His design work was characterised by a concern for the unity of interior space and the home, as taught by his master Bruno Paul. In this spirit, he placed particular emphasis on the sophisticated and functional design and furnishing of the small, inexpensive home. In 1927 he presented his interior designs at an exhibition at the Mentor bookshop. He was one of the founders of the Hungarian Workshop Association. Almár was a highly respected representative of Hungarian Art Deco. His works are linked to international trends by drawing on the achievements of the European avant-garde, especially Bauhaus and Constructivism. His work is characterised by a love of new, modern materials, glass and steel, and a search for harmony, order and calm through geometry.
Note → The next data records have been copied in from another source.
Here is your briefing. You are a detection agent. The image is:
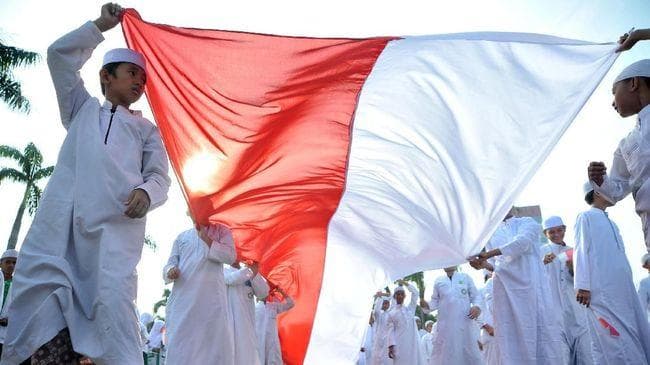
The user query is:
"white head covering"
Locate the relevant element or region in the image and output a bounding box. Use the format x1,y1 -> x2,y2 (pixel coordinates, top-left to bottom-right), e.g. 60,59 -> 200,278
102,48 -> 147,71
641,253 -> 650,265
0,249 -> 18,260
140,312 -> 153,326
542,215 -> 564,230
582,181 -> 594,195
614,59 -> 650,84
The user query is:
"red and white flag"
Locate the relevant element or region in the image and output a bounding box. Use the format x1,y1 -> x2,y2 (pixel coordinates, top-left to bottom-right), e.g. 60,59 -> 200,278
122,10 -> 616,364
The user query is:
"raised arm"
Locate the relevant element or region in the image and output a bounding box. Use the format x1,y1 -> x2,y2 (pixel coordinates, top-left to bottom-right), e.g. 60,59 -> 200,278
207,224 -> 237,264
251,273 -> 270,298
136,127 -> 171,211
223,267 -> 253,286
498,218 -> 541,258
163,234 -> 182,284
47,4 -> 122,129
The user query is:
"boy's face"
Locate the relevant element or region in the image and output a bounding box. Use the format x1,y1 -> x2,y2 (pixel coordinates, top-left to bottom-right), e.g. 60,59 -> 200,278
381,300 -> 390,311
612,78 -> 640,118
544,226 -> 566,244
0,257 -> 16,276
99,62 -> 147,106
393,290 -> 406,304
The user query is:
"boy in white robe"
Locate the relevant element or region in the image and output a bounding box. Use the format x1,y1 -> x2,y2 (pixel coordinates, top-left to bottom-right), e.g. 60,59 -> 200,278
0,249 -> 17,363
573,183 -> 650,365
470,206 -> 569,365
255,287 -> 295,365
2,4 -> 170,364
224,262 -> 269,365
163,225 -> 236,365
542,216 -> 593,365
388,280 -> 424,365
420,321 -> 435,364
588,29 -> 650,251
420,266 -> 481,364
369,292 -> 392,365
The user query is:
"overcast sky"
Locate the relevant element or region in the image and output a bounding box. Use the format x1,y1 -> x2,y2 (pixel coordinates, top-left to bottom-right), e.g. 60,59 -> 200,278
0,0 -> 650,311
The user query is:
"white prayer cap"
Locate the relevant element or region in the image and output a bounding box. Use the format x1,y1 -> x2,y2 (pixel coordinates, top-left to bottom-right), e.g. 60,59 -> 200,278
542,215 -> 564,230
0,249 -> 18,260
102,48 -> 146,71
614,59 -> 650,84
641,253 -> 650,265
140,312 -> 153,325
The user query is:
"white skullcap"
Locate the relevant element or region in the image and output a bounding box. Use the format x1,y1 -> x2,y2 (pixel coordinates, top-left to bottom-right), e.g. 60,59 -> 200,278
614,59 -> 650,84
102,48 -> 147,71
641,253 -> 650,265
542,215 -> 564,230
140,312 -> 153,326
582,181 -> 594,195
0,249 -> 18,260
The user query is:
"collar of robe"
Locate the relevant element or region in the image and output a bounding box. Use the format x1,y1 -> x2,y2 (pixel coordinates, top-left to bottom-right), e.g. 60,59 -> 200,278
102,100 -> 142,117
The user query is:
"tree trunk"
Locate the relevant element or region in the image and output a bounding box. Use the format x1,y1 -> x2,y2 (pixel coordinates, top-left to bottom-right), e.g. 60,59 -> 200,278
7,185 -> 29,250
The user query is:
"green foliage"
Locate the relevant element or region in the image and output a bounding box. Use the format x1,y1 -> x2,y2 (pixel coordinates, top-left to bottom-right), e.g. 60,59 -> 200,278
0,143 -> 54,248
0,41 -> 40,113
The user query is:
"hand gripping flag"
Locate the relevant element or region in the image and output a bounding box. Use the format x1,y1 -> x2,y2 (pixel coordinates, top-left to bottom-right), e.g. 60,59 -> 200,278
122,10 -> 616,364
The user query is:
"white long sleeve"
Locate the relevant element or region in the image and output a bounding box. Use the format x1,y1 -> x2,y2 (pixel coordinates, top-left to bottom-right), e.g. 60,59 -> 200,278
573,214 -> 592,290
163,236 -> 181,284
47,21 -> 104,129
208,226 -> 237,265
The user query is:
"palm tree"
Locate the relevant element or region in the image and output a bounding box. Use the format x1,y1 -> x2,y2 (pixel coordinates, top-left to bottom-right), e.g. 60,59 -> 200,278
0,41 -> 40,113
0,143 -> 54,249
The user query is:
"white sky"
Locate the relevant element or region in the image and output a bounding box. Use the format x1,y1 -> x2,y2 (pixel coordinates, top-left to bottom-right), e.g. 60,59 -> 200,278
0,0 -> 650,311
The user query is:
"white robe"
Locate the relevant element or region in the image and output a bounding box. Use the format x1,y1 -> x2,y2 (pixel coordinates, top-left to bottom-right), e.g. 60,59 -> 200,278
357,325 -> 373,365
255,297 -> 294,365
479,278 -> 500,364
0,271 -> 14,344
388,284 -> 424,365
487,217 -> 568,365
573,208 -> 650,365
148,319 -> 166,351
2,22 -> 170,365
420,324 -> 437,364
542,242 -> 593,365
224,266 -> 269,365
369,297 -> 392,365
593,105 -> 650,251
638,276 -> 650,321
428,272 -> 481,365
163,226 -> 236,365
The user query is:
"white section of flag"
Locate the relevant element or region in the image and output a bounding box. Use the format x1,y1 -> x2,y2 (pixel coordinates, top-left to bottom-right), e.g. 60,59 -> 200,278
305,33 -> 616,364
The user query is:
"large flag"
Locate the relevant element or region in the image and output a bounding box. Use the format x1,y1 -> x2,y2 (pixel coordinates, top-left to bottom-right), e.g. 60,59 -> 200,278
122,10 -> 616,364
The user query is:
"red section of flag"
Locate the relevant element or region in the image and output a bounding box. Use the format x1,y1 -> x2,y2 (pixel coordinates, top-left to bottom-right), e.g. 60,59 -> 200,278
122,9 -> 390,364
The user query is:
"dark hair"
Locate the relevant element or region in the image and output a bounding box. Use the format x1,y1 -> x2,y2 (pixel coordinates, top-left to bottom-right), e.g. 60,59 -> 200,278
99,62 -> 126,95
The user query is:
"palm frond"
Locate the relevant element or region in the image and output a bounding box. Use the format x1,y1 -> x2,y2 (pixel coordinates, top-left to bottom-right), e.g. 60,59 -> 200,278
32,166 -> 54,182
22,142 -> 43,176
0,145 -> 25,167
0,71 -> 31,113
0,167 -> 29,184
0,42 -> 41,73
27,184 -> 43,215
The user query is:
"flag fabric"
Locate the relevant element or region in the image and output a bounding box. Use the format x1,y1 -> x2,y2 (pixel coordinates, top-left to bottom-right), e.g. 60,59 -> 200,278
122,9 -> 616,364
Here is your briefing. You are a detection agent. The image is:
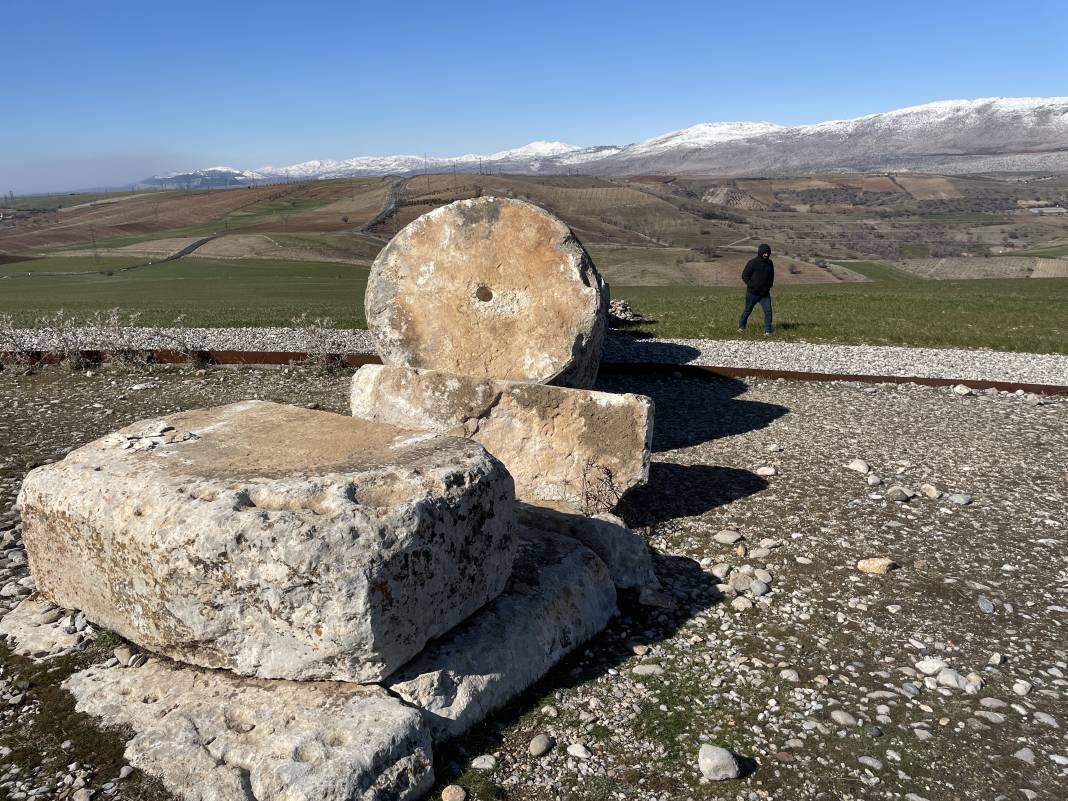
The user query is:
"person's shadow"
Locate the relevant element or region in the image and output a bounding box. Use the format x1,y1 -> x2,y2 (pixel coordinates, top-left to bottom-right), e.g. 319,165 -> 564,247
597,371 -> 787,528
425,369 -> 787,792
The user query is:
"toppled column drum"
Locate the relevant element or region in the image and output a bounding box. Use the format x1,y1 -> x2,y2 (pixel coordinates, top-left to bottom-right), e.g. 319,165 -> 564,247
365,198 -> 609,388
19,402 -> 517,681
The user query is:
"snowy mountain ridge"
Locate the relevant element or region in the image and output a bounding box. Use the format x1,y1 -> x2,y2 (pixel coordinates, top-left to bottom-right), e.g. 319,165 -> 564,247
146,97 -> 1068,186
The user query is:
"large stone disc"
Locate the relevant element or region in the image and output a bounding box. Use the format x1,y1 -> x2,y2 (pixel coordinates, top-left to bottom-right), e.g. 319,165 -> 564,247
365,198 -> 608,387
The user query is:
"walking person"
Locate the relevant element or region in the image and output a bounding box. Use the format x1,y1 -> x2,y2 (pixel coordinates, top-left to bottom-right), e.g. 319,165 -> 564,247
738,245 -> 775,336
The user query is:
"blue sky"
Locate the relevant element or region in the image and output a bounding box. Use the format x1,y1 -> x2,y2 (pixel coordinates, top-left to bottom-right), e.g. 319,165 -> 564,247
0,0 -> 1068,192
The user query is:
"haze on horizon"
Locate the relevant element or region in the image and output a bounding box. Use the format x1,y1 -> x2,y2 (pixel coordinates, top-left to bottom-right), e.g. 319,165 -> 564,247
0,0 -> 1068,193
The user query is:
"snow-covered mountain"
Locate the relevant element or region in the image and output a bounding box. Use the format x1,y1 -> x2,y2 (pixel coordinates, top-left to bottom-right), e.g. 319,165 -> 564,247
146,97 -> 1068,187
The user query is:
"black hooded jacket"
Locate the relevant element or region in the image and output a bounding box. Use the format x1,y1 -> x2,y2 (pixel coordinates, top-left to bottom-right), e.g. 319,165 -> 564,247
741,245 -> 775,298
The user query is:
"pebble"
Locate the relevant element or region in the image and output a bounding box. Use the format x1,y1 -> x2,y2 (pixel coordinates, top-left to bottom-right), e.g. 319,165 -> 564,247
527,735 -> 555,757
631,664 -> 664,676
831,709 -> 857,726
857,556 -> 897,576
915,657 -> 947,676
731,596 -> 753,612
697,743 -> 741,782
567,742 -> 594,759
886,484 -> 912,503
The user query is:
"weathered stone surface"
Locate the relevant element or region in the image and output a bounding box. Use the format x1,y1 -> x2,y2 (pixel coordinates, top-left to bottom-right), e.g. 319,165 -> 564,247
365,198 -> 609,387
63,659 -> 434,801
516,503 -> 660,591
388,528 -> 616,739
19,402 -> 515,681
351,364 -> 653,513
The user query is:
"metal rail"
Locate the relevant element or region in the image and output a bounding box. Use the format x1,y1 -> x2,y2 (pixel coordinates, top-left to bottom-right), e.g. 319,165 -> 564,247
0,349 -> 1068,395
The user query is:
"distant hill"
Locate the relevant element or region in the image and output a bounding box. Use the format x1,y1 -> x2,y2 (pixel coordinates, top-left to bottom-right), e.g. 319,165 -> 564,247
144,97 -> 1068,188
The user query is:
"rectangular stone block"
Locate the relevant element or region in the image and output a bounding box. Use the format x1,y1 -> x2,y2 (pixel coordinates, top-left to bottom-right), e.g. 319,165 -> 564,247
19,402 -> 516,681
351,365 -> 653,514
387,528 -> 616,740
63,659 -> 434,801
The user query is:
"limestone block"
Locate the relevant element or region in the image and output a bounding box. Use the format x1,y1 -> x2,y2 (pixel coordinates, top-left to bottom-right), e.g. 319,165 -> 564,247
365,198 -> 609,387
63,659 -> 434,801
517,504 -> 660,591
388,529 -> 616,740
351,364 -> 653,513
19,402 -> 516,681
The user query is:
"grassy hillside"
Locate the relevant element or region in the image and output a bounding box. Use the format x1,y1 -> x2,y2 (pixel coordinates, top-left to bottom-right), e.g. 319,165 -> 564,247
0,257 -> 367,328
0,257 -> 1068,352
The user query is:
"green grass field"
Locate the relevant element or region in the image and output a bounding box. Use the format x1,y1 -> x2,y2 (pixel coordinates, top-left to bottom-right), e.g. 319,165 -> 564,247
0,256 -> 146,275
0,257 -> 367,328
612,279 -> 1068,354
834,262 -> 924,283
0,256 -> 1068,354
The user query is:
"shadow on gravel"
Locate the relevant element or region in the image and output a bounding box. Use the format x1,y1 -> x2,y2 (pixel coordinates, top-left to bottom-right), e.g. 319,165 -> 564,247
435,551 -> 726,800
604,332 -> 701,364
616,461 -> 768,529
597,375 -> 788,453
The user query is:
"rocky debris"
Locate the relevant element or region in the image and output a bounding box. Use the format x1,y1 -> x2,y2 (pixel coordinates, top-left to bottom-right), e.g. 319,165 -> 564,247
350,365 -> 653,514
388,527 -> 616,739
19,402 -> 515,681
697,744 -> 741,782
0,596 -> 92,659
365,197 -> 609,387
608,298 -> 645,326
516,504 -> 660,591
527,734 -> 556,757
0,365 -> 1068,801
63,659 -> 434,801
857,556 -> 897,576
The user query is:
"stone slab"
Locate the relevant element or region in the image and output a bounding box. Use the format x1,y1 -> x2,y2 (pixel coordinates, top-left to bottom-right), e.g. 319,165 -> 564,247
387,528 -> 616,740
364,198 -> 609,387
63,659 -> 434,801
351,364 -> 654,514
517,503 -> 660,592
19,402 -> 516,681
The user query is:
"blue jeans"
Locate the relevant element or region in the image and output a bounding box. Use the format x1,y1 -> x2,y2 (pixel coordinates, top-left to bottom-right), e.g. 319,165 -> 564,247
738,292 -> 771,333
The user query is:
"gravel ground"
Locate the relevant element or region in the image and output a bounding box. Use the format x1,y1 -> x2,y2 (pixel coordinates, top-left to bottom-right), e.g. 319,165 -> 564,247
0,367 -> 1068,801
604,335 -> 1068,386
0,328 -> 1068,386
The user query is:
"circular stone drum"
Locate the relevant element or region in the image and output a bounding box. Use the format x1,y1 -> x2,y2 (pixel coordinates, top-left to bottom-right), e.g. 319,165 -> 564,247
365,198 -> 608,387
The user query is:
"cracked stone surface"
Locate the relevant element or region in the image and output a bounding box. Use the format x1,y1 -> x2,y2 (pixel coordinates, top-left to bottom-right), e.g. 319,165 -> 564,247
350,364 -> 654,514
364,198 -> 609,387
19,401 -> 515,681
388,527 -> 616,739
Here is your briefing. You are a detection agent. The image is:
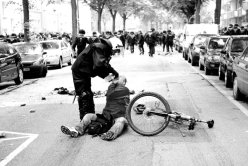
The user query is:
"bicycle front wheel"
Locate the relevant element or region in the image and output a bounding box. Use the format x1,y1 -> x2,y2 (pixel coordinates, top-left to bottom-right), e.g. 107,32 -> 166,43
126,92 -> 171,136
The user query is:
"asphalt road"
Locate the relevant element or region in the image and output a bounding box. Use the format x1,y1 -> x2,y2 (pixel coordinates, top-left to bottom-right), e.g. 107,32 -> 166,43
0,46 -> 248,166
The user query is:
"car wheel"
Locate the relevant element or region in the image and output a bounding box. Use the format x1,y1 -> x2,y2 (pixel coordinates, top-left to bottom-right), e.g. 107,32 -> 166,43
68,56 -> 72,66
14,67 -> 23,85
41,66 -> 47,77
58,58 -> 63,69
204,64 -> 210,75
218,65 -> 225,81
225,70 -> 232,88
233,77 -> 243,100
199,60 -> 204,70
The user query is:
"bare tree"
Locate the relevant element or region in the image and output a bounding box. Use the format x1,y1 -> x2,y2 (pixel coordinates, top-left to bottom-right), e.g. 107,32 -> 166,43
84,0 -> 107,33
22,0 -> 30,42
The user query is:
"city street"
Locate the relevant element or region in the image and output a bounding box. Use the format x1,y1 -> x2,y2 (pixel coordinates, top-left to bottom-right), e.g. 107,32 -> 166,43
0,47 -> 248,166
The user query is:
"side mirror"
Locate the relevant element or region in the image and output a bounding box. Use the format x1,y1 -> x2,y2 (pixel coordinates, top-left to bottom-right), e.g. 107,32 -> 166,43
220,50 -> 226,54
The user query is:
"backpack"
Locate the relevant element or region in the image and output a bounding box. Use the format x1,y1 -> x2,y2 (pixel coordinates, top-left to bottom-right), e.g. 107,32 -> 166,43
87,111 -> 113,136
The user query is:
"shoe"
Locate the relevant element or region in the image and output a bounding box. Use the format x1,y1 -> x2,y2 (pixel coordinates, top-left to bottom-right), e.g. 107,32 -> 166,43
101,131 -> 115,141
61,126 -> 79,138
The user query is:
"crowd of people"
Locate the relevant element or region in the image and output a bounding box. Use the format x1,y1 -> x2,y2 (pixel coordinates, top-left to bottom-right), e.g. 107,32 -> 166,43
220,24 -> 248,35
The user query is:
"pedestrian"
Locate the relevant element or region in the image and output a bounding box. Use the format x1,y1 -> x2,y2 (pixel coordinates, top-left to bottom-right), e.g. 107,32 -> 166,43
89,32 -> 100,44
72,29 -> 89,56
232,24 -> 241,35
240,26 -> 248,35
166,29 -> 175,53
138,31 -> 145,55
61,76 -> 130,141
145,28 -> 157,57
127,32 -> 136,54
162,31 -> 167,52
225,24 -> 234,35
72,38 -> 118,120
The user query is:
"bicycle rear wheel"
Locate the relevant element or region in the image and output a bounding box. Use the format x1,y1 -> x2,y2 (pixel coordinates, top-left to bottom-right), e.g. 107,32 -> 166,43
126,92 -> 171,136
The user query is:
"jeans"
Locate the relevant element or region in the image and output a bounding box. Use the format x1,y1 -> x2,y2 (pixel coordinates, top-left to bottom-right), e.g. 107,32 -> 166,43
75,113 -> 127,138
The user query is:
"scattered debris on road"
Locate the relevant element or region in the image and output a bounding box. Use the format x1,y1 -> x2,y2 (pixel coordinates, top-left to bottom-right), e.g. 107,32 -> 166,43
29,110 -> 35,113
0,131 -> 6,138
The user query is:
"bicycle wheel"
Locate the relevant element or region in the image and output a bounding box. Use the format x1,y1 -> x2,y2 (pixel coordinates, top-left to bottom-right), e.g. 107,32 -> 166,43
126,92 -> 171,136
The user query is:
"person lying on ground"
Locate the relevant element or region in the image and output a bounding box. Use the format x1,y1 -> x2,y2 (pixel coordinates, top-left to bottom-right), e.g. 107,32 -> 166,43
61,76 -> 130,140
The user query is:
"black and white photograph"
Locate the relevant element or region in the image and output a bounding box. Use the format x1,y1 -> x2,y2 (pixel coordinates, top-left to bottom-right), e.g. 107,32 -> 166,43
0,0 -> 248,166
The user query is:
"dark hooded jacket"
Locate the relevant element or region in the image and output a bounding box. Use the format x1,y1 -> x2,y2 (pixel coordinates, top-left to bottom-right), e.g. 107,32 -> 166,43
72,40 -> 118,81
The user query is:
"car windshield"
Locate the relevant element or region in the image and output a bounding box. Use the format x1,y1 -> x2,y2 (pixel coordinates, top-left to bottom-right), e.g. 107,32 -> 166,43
231,38 -> 248,52
208,38 -> 227,49
41,42 -> 59,50
15,44 -> 42,54
194,36 -> 207,46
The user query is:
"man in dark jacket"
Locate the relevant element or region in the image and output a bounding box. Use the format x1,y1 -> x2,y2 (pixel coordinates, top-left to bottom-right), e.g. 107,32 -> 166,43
72,38 -> 119,120
61,76 -> 130,140
138,31 -> 145,55
166,30 -> 175,53
72,29 -> 89,56
145,28 -> 157,57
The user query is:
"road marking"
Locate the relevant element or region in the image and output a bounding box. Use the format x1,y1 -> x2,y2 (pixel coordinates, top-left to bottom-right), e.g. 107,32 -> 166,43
190,65 -> 248,116
0,131 -> 38,166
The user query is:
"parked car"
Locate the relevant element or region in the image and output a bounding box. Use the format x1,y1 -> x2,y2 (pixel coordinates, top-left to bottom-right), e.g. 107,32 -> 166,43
13,42 -> 47,77
5,33 -> 20,44
199,36 -> 229,75
40,40 -> 73,68
219,35 -> 248,87
188,34 -> 215,66
233,47 -> 248,100
0,42 -> 23,85
0,35 -> 5,42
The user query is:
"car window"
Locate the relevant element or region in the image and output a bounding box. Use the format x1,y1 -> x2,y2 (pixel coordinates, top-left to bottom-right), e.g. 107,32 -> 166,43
41,42 -> 59,50
0,45 -> 7,55
194,36 -> 207,46
7,46 -> 16,55
15,44 -> 42,54
231,38 -> 248,52
208,38 -> 227,49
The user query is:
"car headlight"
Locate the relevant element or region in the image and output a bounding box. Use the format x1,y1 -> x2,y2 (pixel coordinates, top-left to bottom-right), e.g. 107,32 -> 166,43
33,59 -> 42,66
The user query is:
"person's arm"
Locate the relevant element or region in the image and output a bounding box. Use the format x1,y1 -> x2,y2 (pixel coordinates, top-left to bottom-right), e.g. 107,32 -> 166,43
71,37 -> 77,51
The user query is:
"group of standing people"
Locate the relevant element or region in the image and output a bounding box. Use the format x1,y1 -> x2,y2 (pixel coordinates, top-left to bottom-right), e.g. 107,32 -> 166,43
221,24 -> 248,35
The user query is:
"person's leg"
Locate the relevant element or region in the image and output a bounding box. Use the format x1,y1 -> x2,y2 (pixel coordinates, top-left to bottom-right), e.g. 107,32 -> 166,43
61,113 -> 97,138
75,113 -> 97,135
101,117 -> 127,140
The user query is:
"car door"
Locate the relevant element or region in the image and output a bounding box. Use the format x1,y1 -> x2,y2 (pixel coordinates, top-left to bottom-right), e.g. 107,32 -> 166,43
236,49 -> 248,94
1,45 -> 17,81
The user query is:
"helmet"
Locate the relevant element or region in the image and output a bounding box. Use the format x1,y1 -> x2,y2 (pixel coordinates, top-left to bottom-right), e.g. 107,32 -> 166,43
133,104 -> 146,114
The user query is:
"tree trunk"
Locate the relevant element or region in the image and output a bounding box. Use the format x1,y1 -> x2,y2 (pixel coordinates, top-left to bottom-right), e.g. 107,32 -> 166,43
195,0 -> 201,24
97,10 -> 102,33
214,0 -> 221,24
22,0 -> 30,42
111,10 -> 117,33
71,0 -> 78,40
122,14 -> 127,31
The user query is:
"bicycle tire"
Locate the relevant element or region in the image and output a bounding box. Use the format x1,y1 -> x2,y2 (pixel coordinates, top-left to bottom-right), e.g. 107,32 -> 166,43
126,92 -> 171,136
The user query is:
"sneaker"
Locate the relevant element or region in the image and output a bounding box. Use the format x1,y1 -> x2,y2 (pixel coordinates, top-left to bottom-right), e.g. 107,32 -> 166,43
61,126 -> 79,138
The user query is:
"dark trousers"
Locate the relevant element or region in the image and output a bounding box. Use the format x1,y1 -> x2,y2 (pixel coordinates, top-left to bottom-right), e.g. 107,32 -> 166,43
149,45 -> 155,56
72,73 -> 95,120
166,42 -> 173,52
129,44 -> 134,53
139,44 -> 144,55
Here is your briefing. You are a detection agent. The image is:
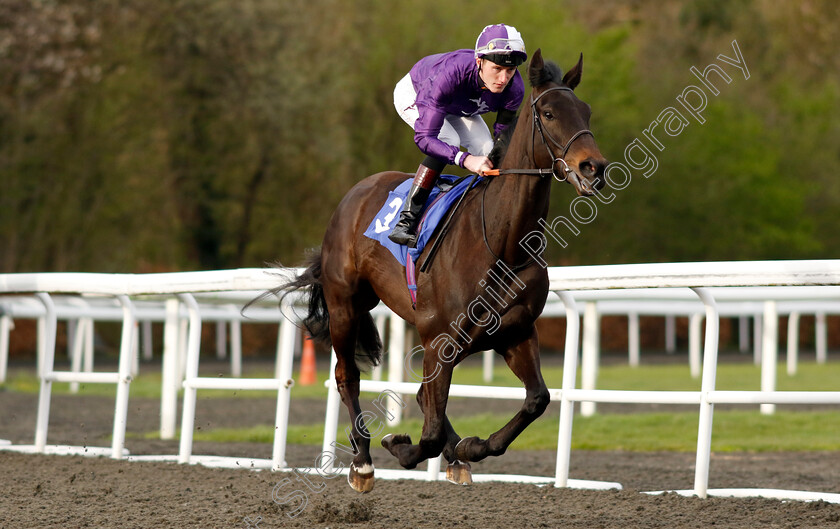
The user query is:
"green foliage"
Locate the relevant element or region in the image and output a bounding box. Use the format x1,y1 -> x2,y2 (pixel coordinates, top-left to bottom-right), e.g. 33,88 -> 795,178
0,0 -> 840,272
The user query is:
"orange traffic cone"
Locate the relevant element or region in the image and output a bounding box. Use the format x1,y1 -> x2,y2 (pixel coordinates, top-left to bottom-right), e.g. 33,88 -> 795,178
298,336 -> 316,386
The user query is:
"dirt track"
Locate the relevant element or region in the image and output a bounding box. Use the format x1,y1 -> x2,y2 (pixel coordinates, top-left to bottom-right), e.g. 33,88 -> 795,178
0,384 -> 840,529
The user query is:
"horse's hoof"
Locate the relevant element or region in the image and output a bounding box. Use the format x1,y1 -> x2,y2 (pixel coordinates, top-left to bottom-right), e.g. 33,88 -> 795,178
382,433 -> 411,453
455,437 -> 481,461
446,461 -> 472,485
347,463 -> 373,492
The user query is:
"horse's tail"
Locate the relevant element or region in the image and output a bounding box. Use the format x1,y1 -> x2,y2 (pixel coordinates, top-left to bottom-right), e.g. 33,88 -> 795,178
252,248 -> 382,366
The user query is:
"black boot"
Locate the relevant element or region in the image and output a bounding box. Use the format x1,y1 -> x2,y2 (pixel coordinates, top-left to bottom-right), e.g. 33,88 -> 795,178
388,184 -> 431,248
388,163 -> 443,248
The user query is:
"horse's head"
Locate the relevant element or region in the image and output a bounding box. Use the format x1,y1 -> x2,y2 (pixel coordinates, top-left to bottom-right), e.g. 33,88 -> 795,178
528,49 -> 609,196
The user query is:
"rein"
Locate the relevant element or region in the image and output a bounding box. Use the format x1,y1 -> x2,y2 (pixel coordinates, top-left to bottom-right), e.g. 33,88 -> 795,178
480,86 -> 595,272
484,86 -> 595,182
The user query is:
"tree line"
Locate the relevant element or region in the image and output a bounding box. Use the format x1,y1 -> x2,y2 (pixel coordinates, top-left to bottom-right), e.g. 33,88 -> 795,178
0,0 -> 840,272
In addition to his work as a designer, he is also a prolific writer on contemporary interior design, with a wealth of illustrations, plans and interiors that introduce the reader to new principles of home design. 

 

Despite all this, Almár considered painting to be his most important activity. He painted from his early years, sometimes as a living, sometimes as a supplement to his design work. This is presumably what led him to develop his fascination with colour. His earlier figurative compositions gradually shifted towards abstraction in the 1960s. In his paintings, as in his landscapes, he considered composition to be the most important task, and in this connection he expresses his entire oeuvre: 'Colours and forms, in themselves and in their relationship to each other, evoke a feeling in man, like the rhythmic combination of individual notes and tones in music'. His individual and characteristic palette, his slightly grotesque imagination, is distinctive, but he has really found himself in cosmic landscapes. These landscapes cannot be categorised anywhere, their only artistic marker being their extremely rich colourism. They are not like landscapes, they are not terrestrial. For George Almár, the light, the colour of the material, is the world that emerges. In the painting Dream, an almost psychedelic world appears with mushrooms, heart colours and differences in size.